6 - Power + Privilege = Enormous Responsibility. At least...that's how that equation is supposed to go. Cops and their supporters are always talking about how dangerous the job is and how every day could be their last. They all paint the same rosy cliche of men strapping on their boots and kissing their wives goodbye in the morning (because for some reason, they're all hetero, implied-white males who are underpaid yet can somehow afford to have stay-at-home wives raising their multiple children).
If you recall, "On the macro level, in the United States police work is not included in the top 10 most dangerous professions. Sanitation workers, truck drivers, forestry workers, and professional fisherman are far more likely to be killed or injured on the job than police."
That's why along with body cameras, we need to put an end to the fat, bloated, donut-eating cops who mainly just collect paychecks. Firemen have to stay fit and they are engaged less often than cops, therefore cops need to also be required to stay fit, able to chase down suspects and neutralize them with martial arts rather than running a few feet, stopping to pant, then pulling out a gun. Take away all that military equipment and replace it with a gym at every precinct. The money will be much better spent, I assure you.
Secondly, we need to abolish administrative leave. No more paid vacation for killing taxpayers. The very notion is atrocious. Cops need to know that if a civilian dies, there goes their paycheck, pending investigation. It will resume - non-retroactively - when the officer is cleared of all charges beyond all doubt. We also need to pass a law which bars cops from receiving donations until they are cleared of all charges, and even then the state should still take 20% off the top to cover the expenses of the investigation. If the FBI/DOJ has to get involved, there goes another 20%.
Lastly, I don't even support the death penalty, but with power and privilege come enormous responsibility, thus the abuse of power should carry an enormous sentence. I hope this goes to trial and I hope the family of Walter Scott leaves the death penalty option on the table. I get why James Anderson's family appealed to the court to not execute his murderers, but we can't "advocate for change" while doing the same thing over and over again.
I am tired of the Forgiving Negro routine; I think we need to bury it back in the 20th Century where that bullshit belongs.

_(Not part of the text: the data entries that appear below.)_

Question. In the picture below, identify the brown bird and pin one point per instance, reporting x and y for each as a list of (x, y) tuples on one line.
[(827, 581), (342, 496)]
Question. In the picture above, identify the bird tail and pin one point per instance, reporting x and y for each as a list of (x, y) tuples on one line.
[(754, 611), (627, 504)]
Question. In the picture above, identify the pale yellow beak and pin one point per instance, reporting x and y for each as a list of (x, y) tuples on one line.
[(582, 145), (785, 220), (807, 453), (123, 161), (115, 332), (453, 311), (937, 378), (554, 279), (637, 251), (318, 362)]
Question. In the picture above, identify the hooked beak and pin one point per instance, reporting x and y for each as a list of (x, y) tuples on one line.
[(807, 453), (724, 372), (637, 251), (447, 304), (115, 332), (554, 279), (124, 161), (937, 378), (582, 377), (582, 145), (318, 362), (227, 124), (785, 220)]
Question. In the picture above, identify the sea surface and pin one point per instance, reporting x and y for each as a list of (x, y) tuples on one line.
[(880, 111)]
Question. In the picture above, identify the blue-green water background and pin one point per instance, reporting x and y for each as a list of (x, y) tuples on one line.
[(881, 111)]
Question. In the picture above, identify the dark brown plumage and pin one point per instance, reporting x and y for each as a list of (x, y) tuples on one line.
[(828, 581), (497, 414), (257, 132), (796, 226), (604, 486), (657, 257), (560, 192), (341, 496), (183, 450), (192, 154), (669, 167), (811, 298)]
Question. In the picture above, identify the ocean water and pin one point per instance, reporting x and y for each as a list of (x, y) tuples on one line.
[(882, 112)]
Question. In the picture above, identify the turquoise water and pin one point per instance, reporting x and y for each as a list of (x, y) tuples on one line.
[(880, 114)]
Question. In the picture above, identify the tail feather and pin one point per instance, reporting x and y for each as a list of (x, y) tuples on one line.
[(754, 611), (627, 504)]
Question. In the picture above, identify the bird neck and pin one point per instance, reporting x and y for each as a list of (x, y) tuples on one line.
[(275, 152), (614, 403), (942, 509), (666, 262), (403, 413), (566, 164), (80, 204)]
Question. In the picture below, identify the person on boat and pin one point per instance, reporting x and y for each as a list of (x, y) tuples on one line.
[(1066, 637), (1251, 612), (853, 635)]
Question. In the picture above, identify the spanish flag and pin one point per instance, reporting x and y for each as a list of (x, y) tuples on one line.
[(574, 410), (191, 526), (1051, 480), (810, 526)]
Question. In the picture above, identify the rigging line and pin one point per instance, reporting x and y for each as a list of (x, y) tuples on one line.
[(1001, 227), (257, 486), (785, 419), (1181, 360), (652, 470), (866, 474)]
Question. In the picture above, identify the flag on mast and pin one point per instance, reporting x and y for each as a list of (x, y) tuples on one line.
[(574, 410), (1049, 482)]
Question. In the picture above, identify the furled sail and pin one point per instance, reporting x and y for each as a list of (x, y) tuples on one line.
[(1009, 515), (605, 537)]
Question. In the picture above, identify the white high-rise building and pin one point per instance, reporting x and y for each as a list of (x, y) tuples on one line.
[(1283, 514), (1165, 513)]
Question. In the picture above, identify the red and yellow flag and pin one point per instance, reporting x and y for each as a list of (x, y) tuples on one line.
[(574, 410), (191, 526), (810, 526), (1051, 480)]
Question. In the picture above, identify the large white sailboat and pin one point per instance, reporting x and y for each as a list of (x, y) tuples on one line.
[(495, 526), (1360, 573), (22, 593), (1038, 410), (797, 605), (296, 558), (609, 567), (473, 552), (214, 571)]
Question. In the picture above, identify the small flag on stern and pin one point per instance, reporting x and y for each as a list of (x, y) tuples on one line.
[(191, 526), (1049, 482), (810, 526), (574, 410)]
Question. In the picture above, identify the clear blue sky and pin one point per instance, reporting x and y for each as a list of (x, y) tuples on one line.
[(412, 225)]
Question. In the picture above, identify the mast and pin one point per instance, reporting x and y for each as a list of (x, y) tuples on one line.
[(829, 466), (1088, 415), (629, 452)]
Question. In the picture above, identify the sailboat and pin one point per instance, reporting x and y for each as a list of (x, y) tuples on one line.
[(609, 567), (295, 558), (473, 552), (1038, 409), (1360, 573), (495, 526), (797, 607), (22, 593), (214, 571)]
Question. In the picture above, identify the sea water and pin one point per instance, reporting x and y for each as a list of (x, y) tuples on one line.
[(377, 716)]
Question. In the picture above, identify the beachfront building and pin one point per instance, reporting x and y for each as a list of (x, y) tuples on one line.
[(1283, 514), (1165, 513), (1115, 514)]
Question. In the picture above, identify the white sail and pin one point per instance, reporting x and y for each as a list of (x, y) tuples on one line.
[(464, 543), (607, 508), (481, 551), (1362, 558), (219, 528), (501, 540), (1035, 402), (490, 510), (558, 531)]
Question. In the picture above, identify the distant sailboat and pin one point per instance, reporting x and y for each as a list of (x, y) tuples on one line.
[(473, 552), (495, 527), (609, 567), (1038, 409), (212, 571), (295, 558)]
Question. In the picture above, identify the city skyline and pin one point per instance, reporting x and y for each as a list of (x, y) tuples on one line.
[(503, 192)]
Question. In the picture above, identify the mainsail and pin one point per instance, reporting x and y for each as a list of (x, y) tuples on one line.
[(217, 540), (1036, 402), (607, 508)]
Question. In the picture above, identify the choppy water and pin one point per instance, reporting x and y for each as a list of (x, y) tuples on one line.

Like I said before, the old methods will not work here. You cannot love this enemy; song and prayer will not help you overcome. You have to adopt an entirely different attitude with these people.
So I'm going to end this post by stating unequivocally that Michael Slager should be tried, convicted, and publicly executed for all the world to see. Whatever "off switch" people like him have when they're killing brown people apparently needs to be shocked back into the "on" position. People like Slager need to know once and for all that causing grievous injury to brown people can actually result in their own "justifiable homicides". We need cameras in that execution chamber come the day; we need every major network to broadcast it live. We all need to watch the light go out of his eyes. We then need police departments to regularly show the execution as a polite reminder to their staff.
Make those three changes and cops will gladly start keeping brown civilians alive by any means necessary.